In his dating life, the 26-year-old assistant vice president at GE Capital had always gravitated toward models and cheerleaders. His relationships were usually fun, but ultimately unfulfilling.
"It'd feel great when you're out with people, but when you come to a certain point after you had sex, it's like the conversation ended because you don't have a friendship," he says. "There's no substance to it. It's surface."
Over the next few months he occasionally picked up the book, reading a chapter at a time. Author Lindsay Marsh describes her Shaker Heights, Ohio, upbringing in a home where virginity was valued but not explicitly discussed. During high school her sexual interactions with a boyfriend were quickly escalating when she found out he was sleeping with another girl. Dejected, she turned to her faith for solace. In the years that followed, Marsh's virginity became increasingly important to her, eventually inspiring her to write the book and launch an organization, Worth the Wait Revolution, which encourages others to reserve sex for marriage.

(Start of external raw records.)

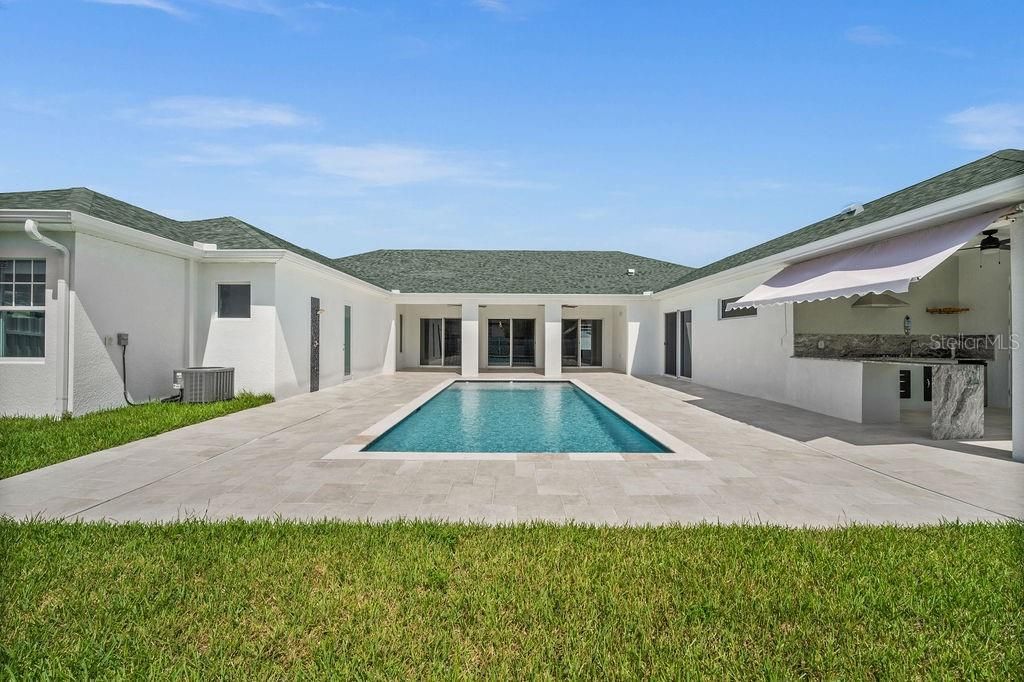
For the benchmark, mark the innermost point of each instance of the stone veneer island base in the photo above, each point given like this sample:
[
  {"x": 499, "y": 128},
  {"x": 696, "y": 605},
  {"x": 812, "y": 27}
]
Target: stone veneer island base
[{"x": 957, "y": 401}]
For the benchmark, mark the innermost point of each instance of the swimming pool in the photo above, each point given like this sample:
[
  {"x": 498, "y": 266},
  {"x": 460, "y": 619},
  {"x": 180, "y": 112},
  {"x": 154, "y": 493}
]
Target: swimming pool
[{"x": 514, "y": 417}]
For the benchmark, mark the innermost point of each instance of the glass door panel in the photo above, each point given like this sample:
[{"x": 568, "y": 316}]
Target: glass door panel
[
  {"x": 431, "y": 341},
  {"x": 499, "y": 347},
  {"x": 570, "y": 342},
  {"x": 453, "y": 342},
  {"x": 590, "y": 343},
  {"x": 523, "y": 343}
]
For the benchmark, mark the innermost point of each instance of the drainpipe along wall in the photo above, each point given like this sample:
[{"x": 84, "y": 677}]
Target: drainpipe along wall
[{"x": 64, "y": 393}]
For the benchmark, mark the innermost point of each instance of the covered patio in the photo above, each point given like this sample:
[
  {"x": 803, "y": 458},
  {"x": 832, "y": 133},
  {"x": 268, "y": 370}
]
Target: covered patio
[
  {"x": 768, "y": 463},
  {"x": 515, "y": 335}
]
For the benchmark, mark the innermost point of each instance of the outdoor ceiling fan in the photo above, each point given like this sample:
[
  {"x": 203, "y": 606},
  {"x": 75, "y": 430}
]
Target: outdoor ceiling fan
[{"x": 990, "y": 243}]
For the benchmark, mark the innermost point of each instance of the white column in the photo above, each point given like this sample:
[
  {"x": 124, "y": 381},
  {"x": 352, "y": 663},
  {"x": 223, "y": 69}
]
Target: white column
[
  {"x": 390, "y": 364},
  {"x": 470, "y": 339},
  {"x": 1017, "y": 338},
  {"x": 552, "y": 339},
  {"x": 633, "y": 315}
]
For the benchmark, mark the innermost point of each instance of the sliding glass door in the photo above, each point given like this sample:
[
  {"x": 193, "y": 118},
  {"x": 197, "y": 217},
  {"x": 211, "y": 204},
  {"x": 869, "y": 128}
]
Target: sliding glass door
[
  {"x": 582, "y": 343},
  {"x": 440, "y": 341},
  {"x": 499, "y": 342},
  {"x": 523, "y": 343},
  {"x": 590, "y": 343},
  {"x": 570, "y": 342},
  {"x": 511, "y": 342}
]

The book "guided me in the right direction," says Warren, who stopped listening to music with hyper-sexualized lyrics and cut ties with a woman whose values didn't match up with what he now believed.
In early February 2009, days after attending a church ceremony with his godson's family, the woman who gave him the book asked if he'd be interested in being set up with a young lady who'd been seated in the row behind them. Her name was Lindsay Marsh.

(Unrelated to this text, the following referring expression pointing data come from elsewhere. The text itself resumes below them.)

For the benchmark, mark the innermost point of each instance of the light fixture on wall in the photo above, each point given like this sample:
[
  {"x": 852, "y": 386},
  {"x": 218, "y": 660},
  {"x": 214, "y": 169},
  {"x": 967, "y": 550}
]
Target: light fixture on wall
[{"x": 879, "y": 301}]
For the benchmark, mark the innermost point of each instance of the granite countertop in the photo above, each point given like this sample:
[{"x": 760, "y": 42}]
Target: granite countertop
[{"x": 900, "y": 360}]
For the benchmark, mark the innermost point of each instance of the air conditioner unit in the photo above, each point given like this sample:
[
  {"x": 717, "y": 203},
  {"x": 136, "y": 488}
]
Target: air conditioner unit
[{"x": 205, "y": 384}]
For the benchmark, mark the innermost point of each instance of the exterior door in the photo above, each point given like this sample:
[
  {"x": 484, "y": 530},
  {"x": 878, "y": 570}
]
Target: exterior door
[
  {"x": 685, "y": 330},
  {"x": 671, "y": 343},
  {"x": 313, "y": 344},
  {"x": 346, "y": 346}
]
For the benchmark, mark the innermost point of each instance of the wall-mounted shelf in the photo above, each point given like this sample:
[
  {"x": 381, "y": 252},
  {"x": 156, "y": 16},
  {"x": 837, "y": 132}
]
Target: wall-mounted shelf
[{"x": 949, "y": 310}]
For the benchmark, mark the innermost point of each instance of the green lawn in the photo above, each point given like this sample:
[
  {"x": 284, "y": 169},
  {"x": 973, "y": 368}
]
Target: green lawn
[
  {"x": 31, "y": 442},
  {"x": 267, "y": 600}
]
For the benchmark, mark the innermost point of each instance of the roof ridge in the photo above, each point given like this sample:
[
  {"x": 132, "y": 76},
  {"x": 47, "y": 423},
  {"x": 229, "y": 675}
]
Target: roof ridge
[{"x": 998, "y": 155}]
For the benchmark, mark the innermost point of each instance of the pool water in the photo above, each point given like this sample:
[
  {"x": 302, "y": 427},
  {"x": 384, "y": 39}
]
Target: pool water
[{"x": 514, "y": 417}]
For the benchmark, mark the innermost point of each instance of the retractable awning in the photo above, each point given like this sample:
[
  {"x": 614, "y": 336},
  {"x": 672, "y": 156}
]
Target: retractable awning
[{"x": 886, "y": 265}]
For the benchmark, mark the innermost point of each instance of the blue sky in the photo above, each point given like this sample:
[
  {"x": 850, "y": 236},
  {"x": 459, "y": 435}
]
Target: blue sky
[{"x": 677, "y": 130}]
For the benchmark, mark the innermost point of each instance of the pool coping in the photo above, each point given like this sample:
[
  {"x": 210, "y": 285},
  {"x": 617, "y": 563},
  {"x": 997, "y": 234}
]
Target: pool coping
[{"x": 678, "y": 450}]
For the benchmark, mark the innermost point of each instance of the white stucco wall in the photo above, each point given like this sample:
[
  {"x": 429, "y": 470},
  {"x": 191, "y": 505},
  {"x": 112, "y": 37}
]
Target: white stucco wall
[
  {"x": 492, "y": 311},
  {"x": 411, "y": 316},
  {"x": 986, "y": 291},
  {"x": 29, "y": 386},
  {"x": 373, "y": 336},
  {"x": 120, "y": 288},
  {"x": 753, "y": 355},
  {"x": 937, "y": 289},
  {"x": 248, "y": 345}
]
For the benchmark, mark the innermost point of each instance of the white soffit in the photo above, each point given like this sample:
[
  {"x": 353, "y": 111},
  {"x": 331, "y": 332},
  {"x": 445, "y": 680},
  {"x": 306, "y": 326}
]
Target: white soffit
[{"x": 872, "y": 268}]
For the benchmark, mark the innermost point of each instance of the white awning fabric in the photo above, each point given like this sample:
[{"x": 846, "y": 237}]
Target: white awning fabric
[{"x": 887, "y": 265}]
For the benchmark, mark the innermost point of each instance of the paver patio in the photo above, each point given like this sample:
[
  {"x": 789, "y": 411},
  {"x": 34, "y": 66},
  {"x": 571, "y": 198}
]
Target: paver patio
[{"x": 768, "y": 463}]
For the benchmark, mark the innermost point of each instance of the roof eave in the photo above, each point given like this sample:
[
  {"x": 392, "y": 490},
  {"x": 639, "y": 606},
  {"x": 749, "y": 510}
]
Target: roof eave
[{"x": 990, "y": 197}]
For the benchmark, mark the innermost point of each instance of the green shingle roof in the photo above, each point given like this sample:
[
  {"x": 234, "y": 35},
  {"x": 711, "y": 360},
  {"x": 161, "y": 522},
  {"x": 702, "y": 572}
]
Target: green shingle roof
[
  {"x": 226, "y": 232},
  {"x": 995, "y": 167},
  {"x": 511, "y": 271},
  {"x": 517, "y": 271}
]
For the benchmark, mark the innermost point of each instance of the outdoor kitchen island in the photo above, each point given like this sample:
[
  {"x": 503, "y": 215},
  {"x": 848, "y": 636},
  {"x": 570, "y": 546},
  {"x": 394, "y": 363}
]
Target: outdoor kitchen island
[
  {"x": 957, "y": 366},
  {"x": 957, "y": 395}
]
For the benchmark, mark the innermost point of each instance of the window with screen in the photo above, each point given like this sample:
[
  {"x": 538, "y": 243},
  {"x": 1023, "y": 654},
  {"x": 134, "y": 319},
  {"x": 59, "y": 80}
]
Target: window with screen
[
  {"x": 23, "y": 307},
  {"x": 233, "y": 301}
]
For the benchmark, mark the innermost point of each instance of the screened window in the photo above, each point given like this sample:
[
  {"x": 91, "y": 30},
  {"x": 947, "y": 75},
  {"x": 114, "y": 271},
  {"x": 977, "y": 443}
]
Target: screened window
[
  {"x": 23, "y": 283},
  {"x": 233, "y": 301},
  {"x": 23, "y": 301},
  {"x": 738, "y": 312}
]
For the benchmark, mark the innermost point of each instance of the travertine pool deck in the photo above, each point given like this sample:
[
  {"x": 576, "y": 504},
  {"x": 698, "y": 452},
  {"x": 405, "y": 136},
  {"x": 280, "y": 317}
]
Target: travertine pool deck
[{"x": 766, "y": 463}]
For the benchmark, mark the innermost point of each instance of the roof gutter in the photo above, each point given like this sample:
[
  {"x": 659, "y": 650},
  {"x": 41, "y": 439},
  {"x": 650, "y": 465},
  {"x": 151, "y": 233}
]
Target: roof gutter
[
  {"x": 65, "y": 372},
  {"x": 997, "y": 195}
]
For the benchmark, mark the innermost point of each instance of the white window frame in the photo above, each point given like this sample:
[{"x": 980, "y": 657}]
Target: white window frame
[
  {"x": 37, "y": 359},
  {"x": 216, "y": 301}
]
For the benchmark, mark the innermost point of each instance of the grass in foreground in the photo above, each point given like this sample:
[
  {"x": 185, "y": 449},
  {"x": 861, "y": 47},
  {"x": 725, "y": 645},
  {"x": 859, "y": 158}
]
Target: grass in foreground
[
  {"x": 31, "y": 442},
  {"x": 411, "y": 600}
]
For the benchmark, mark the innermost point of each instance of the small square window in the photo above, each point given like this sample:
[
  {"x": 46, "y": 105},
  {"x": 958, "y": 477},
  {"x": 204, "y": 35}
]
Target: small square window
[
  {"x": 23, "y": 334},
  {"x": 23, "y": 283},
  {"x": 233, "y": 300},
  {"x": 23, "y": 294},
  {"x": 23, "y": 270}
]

"I was like, 'Wow,' " he says. "Because I read the book, I feel like I know who she is, and I know all about her."
Marsh, an anesthesiologist who was then 32, knew very little about Warren, but she'd been attending the Spirit of Faith Christian Center since she was a freshman at George Washington University and she trusted the opinion of the woman playing cupid.
Marsh had noticed Warren sitting in front of her that Sunday and thought, Oooh, he's nice looking. It had been years since she dated anyone seriously; while she believed she was meant to have a husband, she was unwilling to waste time seeing men who didn't share her moral code.
"For me, any level of dating would've been dating with a purpose in mind," she says. "I knew I desired marriage. I knew I desired a family, and I knew I desired to do things the right way -- a proper way -- in that dating relationship. So if someone wasn't willing to accommodate those simple goals, then it just wasn't worth it."